As Boas Maneiras, uma fábula com aquele toque de terror

Na trama, Clara, uma enfermeira da periferia de São Paulo, é contratada pela rica e grávida Ana, para ajudá-la com a gravidez e depois com o bebê. Elas se tornam muito próximas, até que tudo muda numa noite de lua cheia.

Os diretores Juliana Rojas (Sinfonia da Necrópole) e Marco Dutra (Quando Eu era Vivo) voltam a flertar com o sobrenatural de maneira sutil como em Deixa Ela Entrar, entregando um drama que metaforiza a sociedade moderna, seja na problematização da normalização do racismo, seja nas questões maternais (a mãe solteira e solitária ou aquela que assume o filho da outra, as complicações da gestação etc), dividindo o filme em dois, mais ou menos como Robert Rodriguez fizera em Um Drink no Inferno, que aparenta ser uma coisa e depois se revela outra.

Mas não temos em As Boas Maneiras o que hoje classificam como “pós-terror”. O horror é assumido desavergonhadamente do segundo ato em diante, com efeitos em CG bastante convincentes relacionados a criatura.

Marjorie Estiano está excelente como sempre, aqui assumindo o manto de uma madame caipira, à vontade com o sotaque interiorano, enquanto que Isabél Zuaa se destaca em uma interpretação contida, reticente e melancólica, que diz muito sobre sua personagem, além de enaltecer sua evolução ao longo do enredo.
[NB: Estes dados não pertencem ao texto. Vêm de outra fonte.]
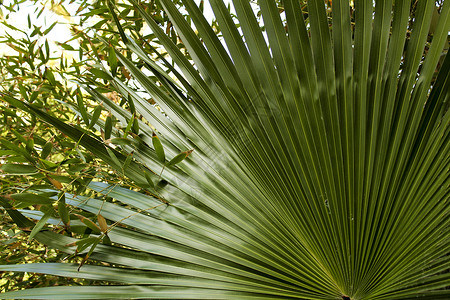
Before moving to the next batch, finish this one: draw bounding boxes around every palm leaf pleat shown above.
[1,0,450,300]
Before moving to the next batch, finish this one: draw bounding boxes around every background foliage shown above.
[0,1,448,298]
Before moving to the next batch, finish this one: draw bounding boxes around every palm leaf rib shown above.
[0,0,450,300]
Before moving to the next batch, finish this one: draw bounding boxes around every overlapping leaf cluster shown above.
[0,0,450,299]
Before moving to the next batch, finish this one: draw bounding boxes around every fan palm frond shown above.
[0,0,450,300]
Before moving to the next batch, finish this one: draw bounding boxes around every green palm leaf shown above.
[0,0,450,299]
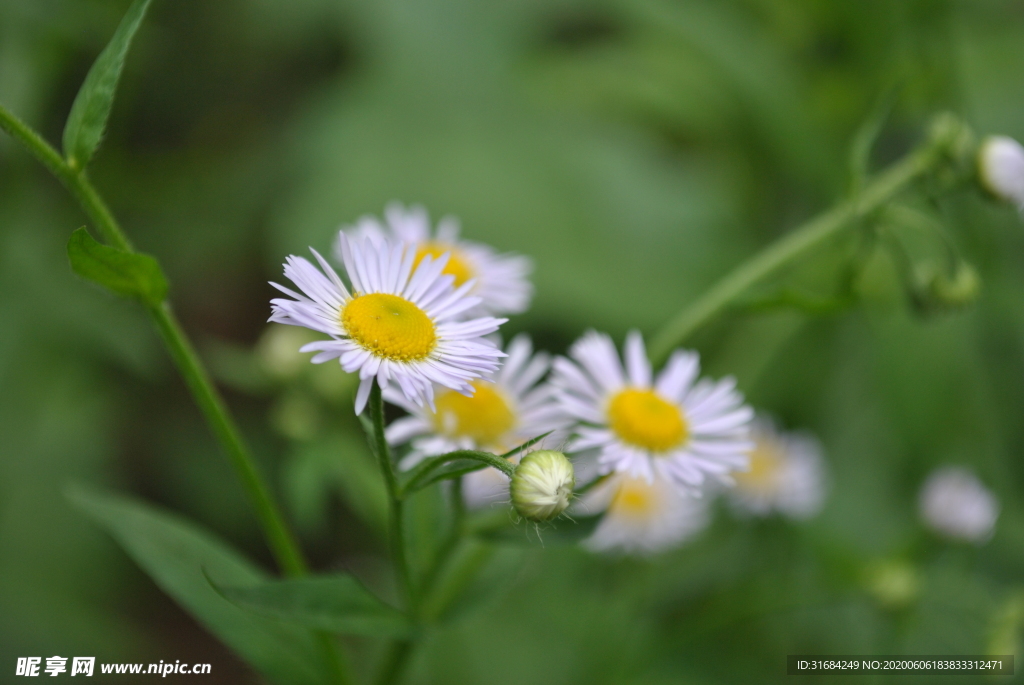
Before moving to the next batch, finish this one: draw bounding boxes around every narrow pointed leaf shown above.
[68,487,332,685]
[63,0,150,169]
[210,573,413,637]
[68,227,167,306]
Miguel Lobo, além do sobrenome completamente dentro do contexto, é um competente ator mirim, que não desaponta em cenas mais difíceis ou bizarras a que se submete.

As Boas Maneiras é, acima de tudo, uma fábula e isso fica evidenciado em alguns momentos, como o uso de matte paintings (de autoria do quadrinista Eduardo Schaal) para criar uma panorâmica fantástica na Marginal Pinheiros, dos momentos de “musical” em trilhas que acrescentam a narrativa, do flashback em storyboard, até um “que olhos grandes… que mãos grandes… uma boca grande” aparece num diálogo a certa altura para evocar o fabular intrínseco da produção, com artificialidades propositais e importantes para composição estética do enredo, dando um ar singular ao filme.

E ainda que certa teatralidade se faça presente aqui e ali, a história de gênero assume um escopo mais tradicional que também funciona, nas escolhas que as figuras fazem em tela e as consequências de tais atos, gerando um crescente de agônia e tensão que culmina num clímax inesperado, à maneira dos revoltados cristãos com pás e garfos levantados contra o monstro que se encurrala no moinho de vento em chamas.

As Boas Maneiras

O Brasil sabe fazer filme de terror e isso vem sendo provado cada vez mais nos últimos anos. As Boas Maneiras chega para coroar o formato.